After these three studies recorded in this EP, José Travieso has
used his "sporadic technics" inside other pieces (as «The Game of the
Attractions» or «Rain of May», in this one just for an only section),
but he has not worked again in them as directly as here.
The EP begins with «Esquizofrenia sobre un Vals Postmoderno»
(«Schizophrenia on a Post-Modern Waltz»), the first "sporadic" essay.
Written and recorded in the last week of November of 1999, this piece
keeps the first explorations and experiments with the sporadic
conceptions, resulting an expressionist, reiterative and hypnotic piece,
but full of surprising and unexpected changes... The "sporadic" ideas
weren't only used to work on usual musical elements (melody, metric
and so on), but also on the own style of composition.
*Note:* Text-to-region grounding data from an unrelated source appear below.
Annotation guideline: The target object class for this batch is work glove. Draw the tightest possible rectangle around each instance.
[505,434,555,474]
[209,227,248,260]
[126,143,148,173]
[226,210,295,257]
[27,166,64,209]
So, the first
section is minimalist, the second section is chromatist, later
expresionist, etc., finishing with ambient music... The last section is
one of the most interesting experiments with «sporadic music». For
example in its beginning, where in each repetition of the phrase, this
is changed by just a note, transformating progressively a phrase to
another one. Next the change is each four repetitions and this is on
the next basic element of the melody: the "semi-motive". All these
changes drive to just the first phrase of the piece, the beginning
of everything in it...
The second essay or study is titled «El Loco y la Niña» («The Mad Man
and the Little Girl»). Written and recorded in December of 1999, in this
case the ideas of sporadic composition rides along two each other
dependent musical lines (the "left hand - the mad man" and the "right
hand - the little girl"), being the sporadic speech based specially in
the (sporadic) musical development of short motives and themes. «The
Mad Man and the Little Girl» -based in movements of minor chords and
with a really complex and interesting micro-structure (the most
exquisite and fascinating piece of the three essays)- is a dramatic
and hiperactive theme, mix of violence and very delicate care...
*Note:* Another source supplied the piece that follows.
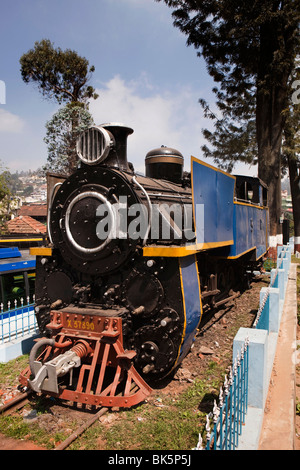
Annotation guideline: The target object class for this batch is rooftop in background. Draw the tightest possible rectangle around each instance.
[6,216,47,235]
[18,204,47,219]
The last one of the essays is called «Dibujando Infinitos Ciclos que
Van y Vienen en el Tiempo» («Drawing Infinite Cycles Going and Coming
in Time»). It's a Philip Glass' «Modern Love Waltz» (1978) cover track.
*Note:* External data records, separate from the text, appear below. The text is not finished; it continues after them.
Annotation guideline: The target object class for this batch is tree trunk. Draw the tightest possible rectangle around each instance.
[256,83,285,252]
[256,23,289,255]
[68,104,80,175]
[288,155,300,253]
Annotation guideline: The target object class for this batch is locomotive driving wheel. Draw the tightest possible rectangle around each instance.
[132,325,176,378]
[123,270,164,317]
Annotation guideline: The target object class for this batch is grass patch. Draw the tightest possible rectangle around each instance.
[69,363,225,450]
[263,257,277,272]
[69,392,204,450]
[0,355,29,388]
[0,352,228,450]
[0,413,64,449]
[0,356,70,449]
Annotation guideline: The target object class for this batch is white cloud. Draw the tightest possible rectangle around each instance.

Reconstructed and recorded in December 28th of 1999, it's a "sporadic,
retrogade and infinite" version of the Philip Glass' composition.
First one you will listen the piece to "go" in direct or normal sense
(adaptation of the mean original exposition, until 2:30 minutes aprox.),
next you will listen it to "come" in inverse or retrogade sense
(backwards), returning so until the beginning for starting and ending
again and forever! The track shows two complete expositions
(going-coming and going-coming), but the idea is to repeat the track
at infinitum in your hi-fi system (if you want ;-).
«Essays on Sporadic Music», not more, not less.